Türkiye'de eşi ve bir çocuğunun bulunduğunu bildiren Tam, onların yanına parasız ve perişan halde dönecek olmasından duyduğu üzüntüyü dile getirdi.
Hiçbir geliri ve sosyal güvencesi olmadığından kendisini Türkiye'de de zor günlerin beklediğini belirten Tam, ''Psikolojik olarak çöktüm. Uyuyamaz oldum. Her yerim ağrıyor. Çok acılar çektim. Hakkımın aranmasını istiyorum. Ayrıca, sayın cumhurbaşkanımızdan ve başbakanımızdan tedavimin yapılması için
yardım istiyorum'' diye konuştu.
Gördüğü kötü muamele nedeniyle Hannibal Kaddafi ve eşi hakkında yasal yollara da başvurmak istediğini kaydeden Tam, bu konuda
destek beklediğini söyledi.
-''NOTAMIZA CEVAP VERMEDİLER''-
Trablus Büyükelçiliği yetkilileri de Türklerin Libya'dan
tahliye edildiği günlerde Adnan Tam'a ulaşmaya çalıştıklarını belirttiler.
Tam'ı bulmak için Hannibal'ın evine gittiklerini anlatan yetkililer, Kaddafi ailesi sık sık ev değiştirdiği için bunun mümkün olmadığını söylediler.

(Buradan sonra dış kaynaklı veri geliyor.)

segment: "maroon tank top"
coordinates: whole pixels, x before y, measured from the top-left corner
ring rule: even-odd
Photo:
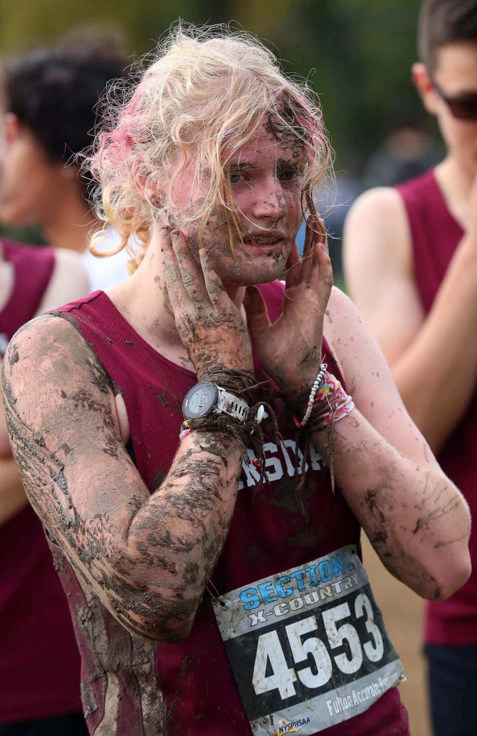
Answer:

Aradan geçen zaman zarfında Tam'ın ailesinin başvurusu üzerine Kaddafi yönetimine nota verdiklerini de belirten yetkililer, buna da
cevap alamadıklarını kaydettiler.
Yetkililer, Tam'ın ailesine kavuşması için gereken belgeleri hazırladıklarını ve tüm yol masraflarını karşılayacaklarını sözlerine ekledi.